Desire is an interesting thing, isn't it?
A couple of years ago, I thought it would be better of myself to eliminate the phrase "I want" from my vocabulary. It hasn't been easy.
Then, I thought better to modify the usage, instead of saying "I want a new motorcycle", or "I want the latest smart phone", I would limit the usage to things like "I want to do five more sit-ups", or "I want to make my wife breakfast". These are real, actionable items that improve life and living, not detract from it with accumulation of meaningless, un-necessary stuff.
But the question comes at the drawing of that line, how does one set goals and eliminate desire at the same time? Isn't the wish to eliminate desire a desire in and of itself? Wierd huh?

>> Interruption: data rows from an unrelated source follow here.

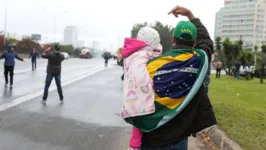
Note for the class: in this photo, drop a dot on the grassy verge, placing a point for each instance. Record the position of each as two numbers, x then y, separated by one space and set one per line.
240 108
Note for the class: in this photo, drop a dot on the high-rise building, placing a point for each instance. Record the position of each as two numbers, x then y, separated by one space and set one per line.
96 45
71 35
81 43
242 19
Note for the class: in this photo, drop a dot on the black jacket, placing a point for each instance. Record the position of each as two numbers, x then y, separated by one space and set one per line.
197 115
34 56
54 62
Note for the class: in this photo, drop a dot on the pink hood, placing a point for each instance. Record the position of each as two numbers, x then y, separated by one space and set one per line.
131 46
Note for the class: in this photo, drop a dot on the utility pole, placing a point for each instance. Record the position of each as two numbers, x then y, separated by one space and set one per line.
262 73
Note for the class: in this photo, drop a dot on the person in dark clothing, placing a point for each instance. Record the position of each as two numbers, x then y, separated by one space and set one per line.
55 59
237 72
34 55
198 114
9 64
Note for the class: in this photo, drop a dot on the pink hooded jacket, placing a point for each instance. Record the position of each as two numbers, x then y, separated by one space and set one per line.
138 94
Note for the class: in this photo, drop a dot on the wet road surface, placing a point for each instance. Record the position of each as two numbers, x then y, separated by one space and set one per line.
87 120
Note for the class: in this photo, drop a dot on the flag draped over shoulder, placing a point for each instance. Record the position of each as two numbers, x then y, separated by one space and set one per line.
177 76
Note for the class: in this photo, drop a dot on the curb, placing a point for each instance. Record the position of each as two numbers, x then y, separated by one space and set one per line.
220 139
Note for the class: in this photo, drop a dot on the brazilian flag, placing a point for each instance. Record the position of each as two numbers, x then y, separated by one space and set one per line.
177 76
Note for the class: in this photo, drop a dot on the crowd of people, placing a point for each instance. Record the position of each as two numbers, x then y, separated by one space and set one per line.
53 68
165 95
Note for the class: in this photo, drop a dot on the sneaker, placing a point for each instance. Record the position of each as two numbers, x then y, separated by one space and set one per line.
43 102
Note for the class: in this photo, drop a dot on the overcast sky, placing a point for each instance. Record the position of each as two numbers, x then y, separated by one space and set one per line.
108 21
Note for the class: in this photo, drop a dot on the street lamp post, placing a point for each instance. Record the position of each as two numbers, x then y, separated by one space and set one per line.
5 24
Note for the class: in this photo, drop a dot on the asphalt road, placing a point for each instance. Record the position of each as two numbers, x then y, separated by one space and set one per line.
88 120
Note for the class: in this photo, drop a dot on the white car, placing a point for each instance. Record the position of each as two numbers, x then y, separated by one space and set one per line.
66 55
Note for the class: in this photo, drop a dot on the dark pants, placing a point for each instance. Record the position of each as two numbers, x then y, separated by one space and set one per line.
182 145
34 64
10 70
106 63
238 74
49 78
218 73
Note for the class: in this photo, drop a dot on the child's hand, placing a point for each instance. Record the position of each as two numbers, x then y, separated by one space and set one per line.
25 60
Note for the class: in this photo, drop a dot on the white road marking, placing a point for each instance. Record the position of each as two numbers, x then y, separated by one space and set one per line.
40 92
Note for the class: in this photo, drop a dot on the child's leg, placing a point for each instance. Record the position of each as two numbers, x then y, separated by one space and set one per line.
136 137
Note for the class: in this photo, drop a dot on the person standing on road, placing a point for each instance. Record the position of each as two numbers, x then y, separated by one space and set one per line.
9 64
198 113
34 55
55 59
219 65
237 67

I recently (20 days ago in fact) started a quest to earn myself a Firefly banjo ukulele with a walnut neck and hardwood fretboard. The thing is, when the Firefly banjo-uke came out I wanted one, but I was starting to work on my "can't say 'I want'" philosophy, so I couldn't get one. Besides, it would just hang there on the wall next to my unplayed bass, so there was good reason not to buy it.
Recently (about 20 days ago in fact) I started working on Summer Reading 2013. I know, it's pretty early, but Flash Gordon just wasn't moving for me and I was still high on Summer Reading 2012, so I looked up the theme for next year and found it to be: "Dig into Reading". I decided on a story I really love, The Fantastic Mr. Fox. I started out making a drawing to represent the show, a fox, a few scrolly banners with text, and a banjo. A banjo? What was the banjo doing there? I don't know, it just fit.

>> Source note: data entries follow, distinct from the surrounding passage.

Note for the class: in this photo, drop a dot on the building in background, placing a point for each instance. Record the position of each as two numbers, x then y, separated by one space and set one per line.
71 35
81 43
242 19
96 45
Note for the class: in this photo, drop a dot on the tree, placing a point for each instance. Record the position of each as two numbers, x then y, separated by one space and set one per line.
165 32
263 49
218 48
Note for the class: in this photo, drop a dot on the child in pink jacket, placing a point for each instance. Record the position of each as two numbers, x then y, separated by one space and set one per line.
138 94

So I started thnking about that banjo. So many great old-time fiddle tunes would work well with FMF, played during the digging and chases and such like that, things like Turkey in the Straw and the Chicken Reel. But how to play them? I have a tin-can banjo I built when I started learning about music. It's actually a very playable baritone uke. I could strum it and play the melody on harmonica - I already play a bunch of fiddle tunes that way, including Turkey in the Straw, and this is the way I usually work, but I want more - I want to learn more and different styles of ukulele playing, I want to do the melody and the chords on the banjo, I want it to be simpler in equipment, I want it to be richer in musicianship and musicality. That's a lot to want.
So, I thought, "I should get the Firefly banjo uke?"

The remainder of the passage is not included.